Kathleen Sohn was fired Dec. 5 after the Division of Criminal Investigation learned that someone using her name and password had used a law enforcement database to access the records of her daughters on May 15, according to last week's ruling from Administrative Law Judge Bonny Hendricksmeyer.
Sohn flatly denied accessing those records during a disciplinary interview in November, but she couldn't explain how her name and password could have been used, the ruling said. At an appeal hearing for unemployment benefits last week, Sohn said she could not remember accessing the records — an explanation that Hendricksmeyer said was not convincing.
Hendricksmeyer concluded that Sohn, an information technology support worker who had been with DPS for two years, did access the records and violated a policy that bars employees from handling criminal records relating to their relatives. Because her actions amounted to workplace misconduct, Sohn is ineligible for unemployment benefits, she found.

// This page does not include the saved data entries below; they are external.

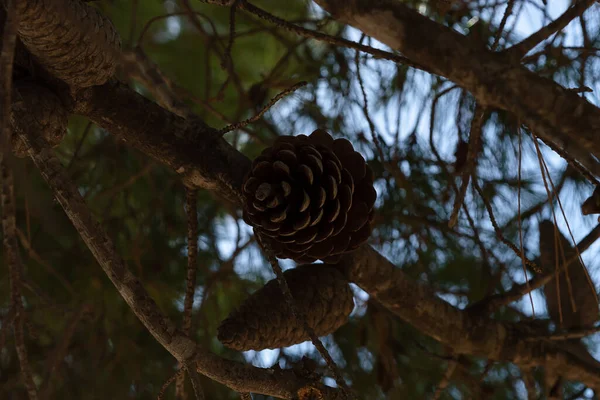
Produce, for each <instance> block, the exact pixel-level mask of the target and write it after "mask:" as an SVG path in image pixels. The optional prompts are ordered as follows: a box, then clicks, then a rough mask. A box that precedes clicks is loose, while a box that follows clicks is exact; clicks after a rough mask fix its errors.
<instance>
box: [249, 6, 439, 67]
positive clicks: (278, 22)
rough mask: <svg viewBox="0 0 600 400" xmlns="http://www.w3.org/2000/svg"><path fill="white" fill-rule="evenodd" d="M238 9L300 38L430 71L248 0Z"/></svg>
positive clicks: (385, 52) (419, 65) (402, 57)
mask: <svg viewBox="0 0 600 400" xmlns="http://www.w3.org/2000/svg"><path fill="white" fill-rule="evenodd" d="M238 7H240V8H242V9H244V10H246V11H248V12H250V13H252V14H254V15H256V16H257V17H259V18H261V19H264V20H265V21H269V22H271V23H273V24H275V25H277V26H279V27H281V28H284V29H287V30H289V31H291V32H294V33H296V34H298V35H300V36H304V37H309V38H311V39H316V40H319V41H322V42H325V43H330V44H333V45H336V46H341V47H347V48H349V49H356V50H360V51H364V52H365V53H369V54H371V55H372V56H373V57H375V58H383V59H386V60H390V61H394V62H396V63H400V64H404V65H407V66H409V67H413V68H417V69H421V70H423V71H429V70H428V69H427V68H425V67H424V66H422V65H419V64H416V63H414V62H412V61H410V60H409V59H408V58H406V57H403V56H400V55H398V54H394V53H390V52H388V51H385V50H380V49H376V48H374V47H371V46H366V45H363V44H359V43H356V42H353V41H351V40H347V39H344V38H341V37H335V36H331V35H327V34H326V33H322V32H317V31H313V30H310V29H306V28H304V27H301V26H298V25H295V24H292V23H290V22H288V21H286V20H283V19H281V18H278V17H276V16H274V15H272V14H270V13H268V12H267V11H265V10H263V9H261V8H259V7H257V6H255V5H252V4H250V3H248V2H247V1H246V0H240V1H239V3H238Z"/></svg>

Following the policy is important to protect the department against allegations of improperly altering or leaking sensitive information, although there is no indication either happened in this case, she wrote.
"The public must have confidence in the accuracy of public records," she wrote. "The claimant's conduct was a violation of the duties and responsibilities the employer has the right to expect of an employee and of the right of the public to trust employees who deal with such records."
Sohn, 53, was placed on administrative leave in September after the potential misuse of the Iowa Criminal Justice Information System was discovered. As is typical, DCI launched a criminal investigation because improperly accessing records could be a crime.
Polk County Attorney John Sarcone said in October that he would not file criminal charges because prosecutors in his office found no criminal intent. Much of the information that was accessed would have been available through public sources, such as Iowa's online courts database, he said at the time.
A listed phone number for Sohn in Des Moines rang busy Tuesday and Wednesday.